I’m crushing a bit here.

There is hubris, and then there is having an entire film hinge on the performance of a complete neophyte—an apparently reluctant one at that. But there you are, the title character present in almost every frame of Pawel Pawlikowski’s Ida.

Set in the Stalinist Poland of 1961, Ida is the story of a young nun who is coerced by her Mother Superior into confronting her family’s complicated past. Rigorously composed and shot in black and white, the film is somehow also starkly intimate.

Ida is a beautiful film, with angular compositions and unconventional framing that manages to be both unsettling and serene. Much of the first act, which is spent in and around the austere silence of the convent, is largely occupied with architectural spaces and exquisitely lit compositions. Humans are often small, almost insignificant elements, sometimes given just the lower third of the frame to occupy.

This is perhaps the most jarringly exquisite film I have ever seen. The complexity and power of each image tends to feel overwhelming initially. It is like viewing an endless series of beautifully composed photos and it threatens to overshadow the rather slender narrative.

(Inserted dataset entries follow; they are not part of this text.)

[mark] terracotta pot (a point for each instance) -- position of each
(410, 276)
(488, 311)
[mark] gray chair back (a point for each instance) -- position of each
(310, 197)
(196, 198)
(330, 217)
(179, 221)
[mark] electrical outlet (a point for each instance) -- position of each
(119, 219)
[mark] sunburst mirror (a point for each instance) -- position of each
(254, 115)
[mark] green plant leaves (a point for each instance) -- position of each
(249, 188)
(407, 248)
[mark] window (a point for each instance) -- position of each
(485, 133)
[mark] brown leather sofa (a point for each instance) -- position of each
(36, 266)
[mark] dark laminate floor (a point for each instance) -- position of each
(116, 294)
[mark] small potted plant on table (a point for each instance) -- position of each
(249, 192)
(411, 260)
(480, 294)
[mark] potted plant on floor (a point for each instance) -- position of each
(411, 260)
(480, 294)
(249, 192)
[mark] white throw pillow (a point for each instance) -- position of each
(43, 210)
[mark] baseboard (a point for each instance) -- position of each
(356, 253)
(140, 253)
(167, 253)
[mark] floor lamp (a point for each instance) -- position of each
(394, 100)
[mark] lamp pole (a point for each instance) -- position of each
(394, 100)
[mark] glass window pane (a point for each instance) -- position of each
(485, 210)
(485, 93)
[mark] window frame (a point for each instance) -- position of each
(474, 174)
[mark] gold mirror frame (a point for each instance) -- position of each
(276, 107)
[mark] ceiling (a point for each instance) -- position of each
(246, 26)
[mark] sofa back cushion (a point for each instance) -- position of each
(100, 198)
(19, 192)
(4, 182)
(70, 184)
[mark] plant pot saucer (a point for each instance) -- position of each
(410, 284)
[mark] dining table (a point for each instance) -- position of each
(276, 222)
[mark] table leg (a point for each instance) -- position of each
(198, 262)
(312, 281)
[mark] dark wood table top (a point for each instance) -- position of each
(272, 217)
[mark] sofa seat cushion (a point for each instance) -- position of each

What prevents the film from being buried by the stark power of its own images and transforms it into a story that is compelling, as well as tragic, is your interaction with the last surviving member of your long lost family—your aunt. She is a character, in the absolute best sense of that word, played ferociously by Agata Kulesza. A ruthless Communist apparatchik of unquestioned vigor as well as a hard-drinking atheist possessed of none of the restraint that seems to exude from you like a subtle perfume, she is also your guide into the labyrinth that is your family history.

In the second act, Ida becomes this poignant, and sometimes bleakly funny, road movie.

Still perfectly composed and allowing for each moment to play out with remarkable patience, it transforms into a gritty, neo-realist trip into rural, post-war Poland. Both women have a particular gravitational pull that affects each other as well as those around them.  

Kulesza gives an extraordinary performance—at turns bombastic and then almost witheringly despondent—but it is counterbalanced by your intuitive stillness and precocious dignity. These are two of the most arresting characters I have experienced this last year and despite the short run time (80 minutes), I feel like I know something important about each of these women by the end of the film.

While Ida evokes comparison to other works (Dreyer’s The Passion of Joan of Arc as just one example), it is entirely its own thing, and that is partially owing to your performance. You are both enigmatic and completely transparent, and every moment the camera spends on you, it is still never enough.

Ida is also another example of the quiet renaissance that we are almost surreptitiously experiencing these days. Perhaps somewhat hidden by the shadow of the summer tent poles and the cries of doom and gloom, diverse filmmakers like JC Chandor and Pawlikowski, Dan Gilroy and The Drop's Michael R. Roskam are all creating superb, mid-budget films that are head and shoulders above most of the dreck of the last fifteen or twenty years. Ida is an entirely uncontroversial nominee for an Academy Award, and these days that is saying something indeed.

Finally, it seems like Pawlikowski was indeed correct when he insisted on your participation.